Jonathan Whitworth, chief executive officer of Seaspan Marine Corp., said Tuesday the Liberals have long been active on the issue – coming to their defence as the B.C. New Democrats were vocally skeptical about the point.
Seaspan is the only West Coast shipyard that has qualified for the competition to submit bids for a piece of the 30-year contracts to produce combat, patrol and scientific vessels, which will be split between two Canadian firms. Seaspan has said the impact on B.C. could be equal to multiple Winter Olympics. The deadline for submitting bids is July 7.
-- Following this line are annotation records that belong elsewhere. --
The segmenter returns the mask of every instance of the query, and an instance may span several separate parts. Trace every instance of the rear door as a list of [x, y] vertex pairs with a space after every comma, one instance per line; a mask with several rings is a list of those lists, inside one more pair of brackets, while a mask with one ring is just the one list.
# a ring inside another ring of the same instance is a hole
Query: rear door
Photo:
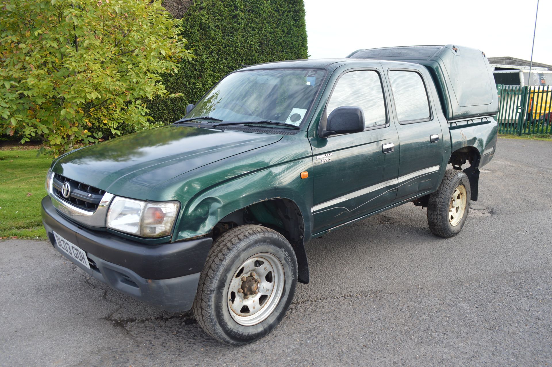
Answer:
[[424, 78], [427, 72], [416, 67], [386, 68], [400, 144], [396, 203], [438, 185], [443, 137], [427, 85], [433, 82]]
[[364, 112], [365, 129], [311, 140], [315, 233], [382, 209], [395, 198], [398, 152], [384, 153], [382, 147], [398, 145], [397, 136], [383, 80], [381, 68], [352, 70], [334, 84], [323, 119], [337, 107], [357, 106]]

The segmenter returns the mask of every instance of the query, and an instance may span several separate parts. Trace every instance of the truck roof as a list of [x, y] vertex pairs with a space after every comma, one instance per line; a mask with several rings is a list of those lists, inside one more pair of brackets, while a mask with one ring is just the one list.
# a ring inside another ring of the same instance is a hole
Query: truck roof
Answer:
[[366, 64], [367, 65], [373, 65], [379, 64], [381, 62], [392, 62], [410, 64], [411, 62], [404, 62], [401, 61], [388, 61], [384, 60], [378, 60], [371, 59], [359, 59], [359, 58], [307, 58], [304, 60], [288, 60], [286, 61], [275, 61], [273, 62], [264, 62], [258, 63], [256, 65], [246, 66], [240, 70], [253, 70], [256, 69], [265, 69], [267, 67], [270, 68], [322, 68], [326, 69], [328, 71], [333, 70], [337, 67], [347, 63]]

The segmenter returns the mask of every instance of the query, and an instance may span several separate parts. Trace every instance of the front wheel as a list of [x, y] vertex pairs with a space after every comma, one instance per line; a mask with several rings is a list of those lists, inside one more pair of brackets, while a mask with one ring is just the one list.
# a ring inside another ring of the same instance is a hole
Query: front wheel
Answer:
[[213, 244], [192, 310], [215, 339], [247, 344], [278, 325], [296, 285], [297, 259], [285, 238], [262, 226], [240, 226]]
[[457, 235], [468, 217], [471, 195], [466, 174], [447, 169], [439, 188], [429, 195], [427, 223], [431, 232], [445, 238]]

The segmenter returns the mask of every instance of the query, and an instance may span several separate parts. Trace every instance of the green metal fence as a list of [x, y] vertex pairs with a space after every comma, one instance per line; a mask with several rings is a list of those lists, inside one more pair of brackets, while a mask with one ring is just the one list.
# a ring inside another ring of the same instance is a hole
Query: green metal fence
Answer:
[[497, 85], [500, 134], [552, 134], [552, 87]]

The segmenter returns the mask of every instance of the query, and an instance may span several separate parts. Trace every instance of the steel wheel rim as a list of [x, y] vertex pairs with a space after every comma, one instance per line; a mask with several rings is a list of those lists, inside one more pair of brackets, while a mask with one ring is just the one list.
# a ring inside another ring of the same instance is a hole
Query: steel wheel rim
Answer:
[[237, 268], [228, 286], [227, 304], [232, 318], [244, 326], [266, 320], [279, 303], [284, 282], [284, 267], [275, 256], [261, 252], [250, 257]]
[[449, 206], [449, 221], [453, 227], [458, 225], [464, 217], [468, 203], [468, 194], [464, 185], [458, 185], [450, 198]]

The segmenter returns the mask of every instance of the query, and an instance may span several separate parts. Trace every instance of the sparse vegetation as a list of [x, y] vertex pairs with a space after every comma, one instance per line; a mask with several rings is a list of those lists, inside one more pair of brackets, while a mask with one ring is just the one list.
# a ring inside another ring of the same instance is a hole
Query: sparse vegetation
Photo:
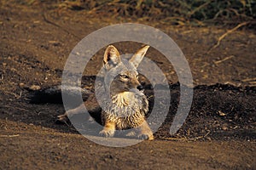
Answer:
[[[32, 5], [48, 1], [20, 2]], [[254, 0], [57, 0], [55, 3], [58, 8], [84, 10], [94, 15], [104, 14], [173, 25], [237, 25], [248, 21], [247, 26], [253, 27], [256, 24]]]

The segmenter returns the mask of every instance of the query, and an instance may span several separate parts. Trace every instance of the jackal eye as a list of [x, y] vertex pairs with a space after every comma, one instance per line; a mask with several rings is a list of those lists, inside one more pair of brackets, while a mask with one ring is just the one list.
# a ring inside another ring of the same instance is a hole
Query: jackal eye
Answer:
[[128, 76], [127, 75], [120, 75], [120, 76], [121, 76], [122, 78], [129, 78], [129, 76]]

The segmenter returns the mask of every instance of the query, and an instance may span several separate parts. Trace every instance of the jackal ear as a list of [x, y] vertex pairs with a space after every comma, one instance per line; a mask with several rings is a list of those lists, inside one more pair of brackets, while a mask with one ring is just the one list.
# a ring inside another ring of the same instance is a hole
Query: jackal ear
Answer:
[[136, 54], [132, 55], [132, 57], [130, 59], [130, 62], [134, 65], [134, 66], [137, 68], [139, 64], [142, 62], [144, 55], [146, 54], [149, 46], [146, 45], [143, 48], [139, 49]]
[[109, 45], [105, 50], [103, 65], [107, 70], [117, 65], [121, 62], [120, 54], [113, 45]]

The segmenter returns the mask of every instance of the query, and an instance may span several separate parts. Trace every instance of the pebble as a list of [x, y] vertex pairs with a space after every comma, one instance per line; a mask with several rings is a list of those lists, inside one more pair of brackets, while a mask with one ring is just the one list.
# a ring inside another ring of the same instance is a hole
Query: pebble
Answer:
[[38, 86], [38, 85], [32, 85], [29, 89], [31, 90], [39, 90], [41, 89], [41, 87], [40, 86]]

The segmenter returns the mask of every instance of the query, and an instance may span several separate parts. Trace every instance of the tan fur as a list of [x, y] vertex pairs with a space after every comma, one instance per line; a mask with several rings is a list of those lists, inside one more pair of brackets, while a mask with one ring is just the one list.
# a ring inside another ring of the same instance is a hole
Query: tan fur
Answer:
[[[102, 136], [113, 137], [115, 130], [134, 128], [137, 138], [154, 139], [145, 120], [148, 101], [141, 89], [137, 71], [148, 48], [145, 46], [138, 50], [130, 60], [122, 60], [114, 46], [107, 48], [103, 57], [104, 78], [96, 85], [97, 101], [102, 107]], [[68, 110], [64, 116], [77, 111], [78, 109]]]

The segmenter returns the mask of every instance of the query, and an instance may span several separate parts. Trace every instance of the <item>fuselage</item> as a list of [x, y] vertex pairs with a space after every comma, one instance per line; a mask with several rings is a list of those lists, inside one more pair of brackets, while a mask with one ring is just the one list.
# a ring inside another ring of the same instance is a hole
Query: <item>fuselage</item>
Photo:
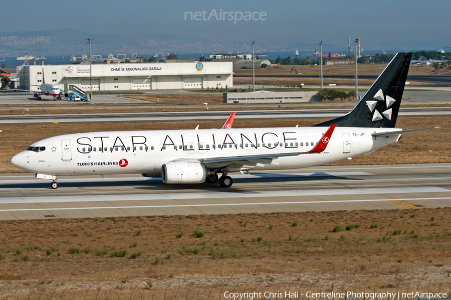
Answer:
[[[66, 134], [32, 144], [11, 159], [35, 174], [74, 176], [161, 172], [168, 162], [201, 163], [214, 158], [305, 152], [315, 148], [327, 127], [106, 132]], [[375, 138], [374, 132], [395, 128], [336, 128], [321, 153], [279, 157], [229, 172], [305, 168], [372, 152], [396, 142], [400, 134]], [[277, 155], [275, 156], [277, 156]]]
[[61, 92], [58, 86], [46, 83], [41, 84], [40, 90], [42, 94], [48, 96], [53, 96], [54, 97], [56, 97], [59, 95]]

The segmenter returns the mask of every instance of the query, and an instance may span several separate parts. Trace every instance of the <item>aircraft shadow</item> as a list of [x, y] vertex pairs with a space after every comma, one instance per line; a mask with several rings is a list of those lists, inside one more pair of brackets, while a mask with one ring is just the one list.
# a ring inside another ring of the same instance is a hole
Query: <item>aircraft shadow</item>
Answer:
[[[234, 178], [234, 184], [256, 184], [264, 182], [308, 182], [314, 180], [358, 180], [358, 178], [350, 178], [345, 176], [334, 176], [326, 173], [315, 173], [310, 175], [297, 175], [292, 174], [252, 174], [254, 176], [246, 178], [243, 176], [243, 178]], [[1, 183], [1, 182], [0, 182]], [[232, 188], [222, 188], [217, 184], [164, 184], [160, 180], [156, 178], [148, 180], [139, 180], [135, 181], [115, 181], [105, 182], [96, 181], [86, 182], [60, 182], [60, 188], [107, 188], [114, 187], [117, 190], [120, 186], [135, 186], [135, 188], [138, 190], [167, 190], [170, 189], [173, 190], [211, 190], [212, 188], [215, 190], [221, 190], [229, 192], [238, 192], [240, 190]], [[51, 190], [50, 188], [50, 181], [48, 183], [37, 182], [36, 184], [0, 184], [0, 190], [2, 189], [22, 189], [22, 188], [46, 188]]]

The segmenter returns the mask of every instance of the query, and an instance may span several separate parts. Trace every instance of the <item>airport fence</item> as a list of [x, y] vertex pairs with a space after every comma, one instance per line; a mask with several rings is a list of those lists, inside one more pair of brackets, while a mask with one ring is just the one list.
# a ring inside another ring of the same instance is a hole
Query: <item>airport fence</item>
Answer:
[[[209, 278], [192, 276], [76, 282], [2, 280], [0, 300], [451, 300], [449, 280], [434, 280], [421, 286], [412, 280], [411, 284], [403, 284], [402, 287], [394, 286], [393, 280], [390, 280], [387, 282], [373, 282], [373, 288], [362, 288], [362, 282], [357, 282], [339, 280], [326, 286], [318, 285], [318, 281], [311, 278], [275, 280], [270, 276], [256, 277], [256, 280], [239, 276]], [[319, 293], [323, 293], [323, 296]], [[433, 296], [439, 293], [439, 296]]]

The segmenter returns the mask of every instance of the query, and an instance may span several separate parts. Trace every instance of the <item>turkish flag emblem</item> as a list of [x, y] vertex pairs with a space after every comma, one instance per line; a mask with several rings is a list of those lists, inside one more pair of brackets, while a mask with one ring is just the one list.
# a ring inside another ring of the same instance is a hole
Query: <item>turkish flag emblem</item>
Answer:
[[127, 165], [128, 164], [128, 160], [126, 160], [125, 158], [122, 158], [120, 160], [119, 160], [119, 166], [122, 167], [127, 166]]

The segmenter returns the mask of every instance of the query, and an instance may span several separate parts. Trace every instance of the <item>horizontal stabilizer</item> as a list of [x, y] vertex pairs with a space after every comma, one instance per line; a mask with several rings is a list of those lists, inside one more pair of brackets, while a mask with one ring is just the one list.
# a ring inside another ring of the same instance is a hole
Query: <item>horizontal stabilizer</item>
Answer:
[[396, 136], [396, 134], [406, 134], [407, 132], [411, 132], [415, 131], [420, 131], [421, 130], [427, 130], [428, 129], [433, 129], [434, 128], [440, 128], [439, 126], [436, 126], [435, 127], [427, 127], [426, 128], [417, 128], [416, 129], [409, 129], [407, 130], [397, 130], [396, 131], [394, 132], [374, 132], [374, 134], [372, 134], [371, 136], [384, 136], [386, 138], [388, 138], [388, 136]]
Mr. Whitworth, interviewed after a boosterish news conference featuring Premier Christy Clark, said the Liberals were active on the file under former premier Gordon Campbell and with ex-finance minister Colin Hansen.
“They were all up and ready and going and we were getting the momentum, and unfortunately there was a leadership change, and the current Premier, she had no way of controlling that,” he said, expressing reluctance to get into the politics of the issue.
Mr. Whitworth said the federal election delayed the process, but that he did not think the delays would have any impact. “It’s never too late when you’ve got four weeks before a bid is due,” he said.
Ms. Clark has touted B.C.’s bid in the legislature, but restated her support out in the sunshine Tuesday before more than 200 Seaspan employees arrayed behind her in a fabrication shop at the company’s North Vancouver shipyard. The shop was filled with a massive piece of an oil barge.
Earlier Tuesday, NDP Leader Adrian Dix chastised the B.C. Liberals for being slow into the fight for the contracts – a position echoed by New Democrat Mike Farnworth, who also attended the news conference.
“I think other provinces have been out in front before us. They have been more aggressive. British Columbia needs to be just as aggressive in working with Ottawa and ensuring the company knows the province is behind them 100 per cent,” said Mr. Farnworth, whose brother works for Seaspan.
Ms. Clark, asked about the issue, noted the government was active on the file before she became Premier earlier this year. “We’ve been engaged on this issue for a long, long time now. This is a continuation of that,” she said, referring to her remarks and plans to make the case in as-yet-unscheduled meetings in Ottawa with Prime Minister Stephen Harper.
Ms. Clark said she will make the qualities of the bid clear to Mr. Harper and also emphasize that the bid has the unreserved support of the B.C. government.
“I think that makes a difference at the political level, to know that politicians are there and we’re backing it and we will do what we can to help,” she said. “I do think putting a little bit of political heft behind it can only help.”
Chris Darbyson, a 32-year-old apprentice steel fabricator at Seaspan, said he appreciated the Premier’s show of support.
“I think it’s great. It’s good to finally be recognized that we are a really good shipyard. I am pretty happy she came here to back us up a bit,” he said.
He said securing the contract would be a great relief, saving him from having to leave B.C. in search of work. “It’s finally going to mean not worrying about being laid off and having food on the table every day, and not stressing out to find another job.”